APEX + OCI Email Logs: Track Bounces, Complaints, Suppression

Introduction
I am sure many of you are already using the OCI Email Delivery Service to send emails from your APEX Applications. It offers a convenient and inexpensive way to handle emails that integrates easily with APEX. Matt Mulvaney wrote a step-by-step guide to setting it up here.
If you are using this service and have asked yourself these questions, then this post is for you:
How do I know if my email was bounced?
How do I know if my emails are getting marked as spam?
Basically, did the recipient receive the email?
To answer these questions, you must enable logging for your OCI Email Service. In this post, we will:
Enable Email Delivery logs (OutboundAccepted/OutboundRelayed)
Query logs via Logging Search API
Surface results in APEX (Interactive Report) and/or sync to a table for history
Suppression Vs Bounce
Before we start, it is important to understand what the two types of email delivery logs reveal.

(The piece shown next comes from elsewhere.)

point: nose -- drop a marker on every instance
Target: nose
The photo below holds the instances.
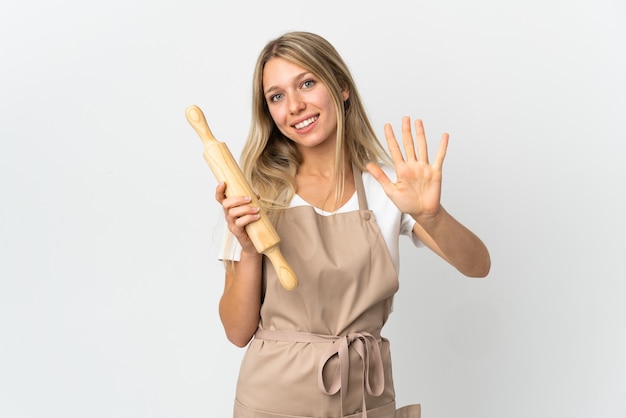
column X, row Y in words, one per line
column 296, row 104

A bounce is a downstream delivery failure reported by the recipient’s mail system after an attempt is made (typically seen in the OutboundRelayed log) and usually points to issues such as an invalid mailbox, a missing domain, or temporary recipient-side problems.
Suppression often happens before any delivery attempt; your send can look “fine” from APEX’s perspective, but Email Delivery may block or drop the message due to policy, reputation, or suppression-list conditions (often visible in OutboundAccepted and sometimes reflected in log messages indicating a suppressed recipient). Practically, this is the difference between “the destination rejected it” and “we never really tried,” and it changes your remediation: bounces drive address hygiene and retry rules, while suppression drives sender/domain configuration and suppression-list/deliverability review.
What Can I Learn
I use these logs for APEX Developer Blogs, which has over 300 subscribers. Here are some examples of errors from these logs:
Setup Logging
Let's start by setting up logging from the OCI Console.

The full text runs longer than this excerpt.